Après avoir repris la distribution européenne de l’« Action Office », conçu par Robert Probst et George Nelson dans les années 1960, Vitra n’a cessé d’explorer l’univers du bureau. Du concept « Citizen Office », développé en 1990 par Andrea Branzi, Michele De Lucchi et Ettore Sottsass, au « Club Office », pensé pour encourager le retour des employés après la pandémie de COVID-19, la marque s’inscrit en phase avec les mutations sociétales. Scout, Reset et Dancing Wall 2 prolongent cette réflexion. Présenté lors de l’édition 2026 de Workspace, l’ensemble Bêta a été imaginé pour répondre aux besoins de flexibilité des utilisateurs. Avec en toile de fond un contexte incertain, tant sur le plan géopolitique que créatif avec l’essor de l’IA, « le monde actuel nous invite à adopter un état d’esprit bêta, fait d’itération et d’inventivité pour continuer d’avancer », explique Karin Gintz, directrice générale France de la marque. C’est dans cette optique que Konstantin Grcic et Stephan Hürlemann ont été invités à repenser les fondamentaux de notre espace de travail.

Dancing Wall 2 par Stephan Hürlemann, 2018/2026 ©Vitra

Un maximum de liberté et de flexibilité

Ici, les projets évoquent des univers de création, de travail et d’apprentissage continu. Aucun élément technique n’a donc était camouflé. Une logique constructive qui fait écho à la vocation des objets. Conçue par Konstantin Grcic, la gamme Scout - déclinée en trois versions de tailles différentes - se présente comme un système de travail mobile. Porté par une structure en tubes d’acier, le module se distingue par sa forme trapézoïdale lui permettant une multitude de configurations. Assortie d’une crémaillère non-électrique pour plus de légèreté et de liberté, la pièce offre à l’utilisateur la possibilité de régler le plateau en hauteur, mais également de l’incliner de sept degrés grâce à une poignée centrale et colorée marquant l’importance de l’approche manuelle. Une gamme de patères et de petits rangement tout comme des panneaux en PET recyclé ou en chanvre viennent enrichir Scout, et permettent à l’utilisateur de composer son espace de travail de manière intimiste ou au contraire plus ouvert. Une grande liberté que Vitra a souhaité porter au-delà du poste de travail et notamment dans les espaces intermédiaires grâce à Reset.

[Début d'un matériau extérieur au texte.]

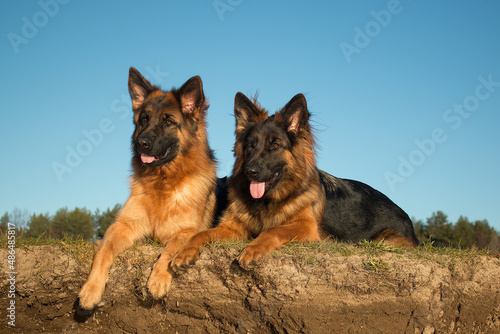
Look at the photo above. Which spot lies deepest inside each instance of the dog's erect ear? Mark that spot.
(245, 111)
(191, 95)
(138, 87)
(295, 114)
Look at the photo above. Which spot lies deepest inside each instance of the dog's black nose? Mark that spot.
(144, 143)
(252, 171)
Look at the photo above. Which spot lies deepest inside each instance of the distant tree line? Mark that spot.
(461, 234)
(80, 222)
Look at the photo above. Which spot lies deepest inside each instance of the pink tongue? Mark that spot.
(257, 189)
(147, 159)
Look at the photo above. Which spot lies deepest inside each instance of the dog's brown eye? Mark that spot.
(167, 120)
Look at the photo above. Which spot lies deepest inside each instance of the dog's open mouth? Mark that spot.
(147, 159)
(257, 189)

Scout par Konstantin Grcic, 2026 ©Vitra

Imaginé par Stephan Hürlemann, ce système investit les « zones mortes » que peuvent être les couloirs, les atriums et parfois les dessous d’escaliers. Autant de recoins généralement utilisés en lieux d’échanges informels. Conçu comme un jeu de construction, Reset se compose de modules carrés entièrement démontables, de 75 × 75 cm pour 23 cm de hauteur. Une dimension de dalle plus importante que celle présente ailleurs sur le marché, car imaginée pour permettre à l’utilisateur de s’asseoir tout en laissant un espace de circulation derrière lui. Une réflexion sur l’accessibilité et le confort (illustrée par la conception d’un coussin pliable) qui tient notamment à la pluralité des usages. Avec une configuration autoportante jusqu’à trois niveaux, ou cinq contre un mur, Reset se mue aussi bien en amphithéâtre qu’en lieu d’interaction aux multiples recoins. Réalisée en polypropylène expansé, la structure ultra-légère en forme de croix maintient de la structure en OSB (naturel, gris, noir ou en plaqué bouleau) grâce à des tiges filetées. Dotés d’angles arrondis, les modules ménagent des espaces libres entre les blocs pour permettre le passage des câbles, multipliant les usages. C’est dans cette même logique d’adaptabilité, que le Dancing Wall 2, également conçu par Stephan Hürlemann, prolonge le système de cloison mobile lancé en 2018 en en proposant une version allégée et plus durable. Enrichie de nouveaux usages - du support TV au mur d’affichage - elle est complétée par une « Dancing Station » polyvalente pouvant faire office de table basse, de console ou de point de service.

Trois nouveautés aux typologies bien différentes mais favorisant conjointement l’émergence d’espaces de travail plus libres et propices aux interactions spontanées.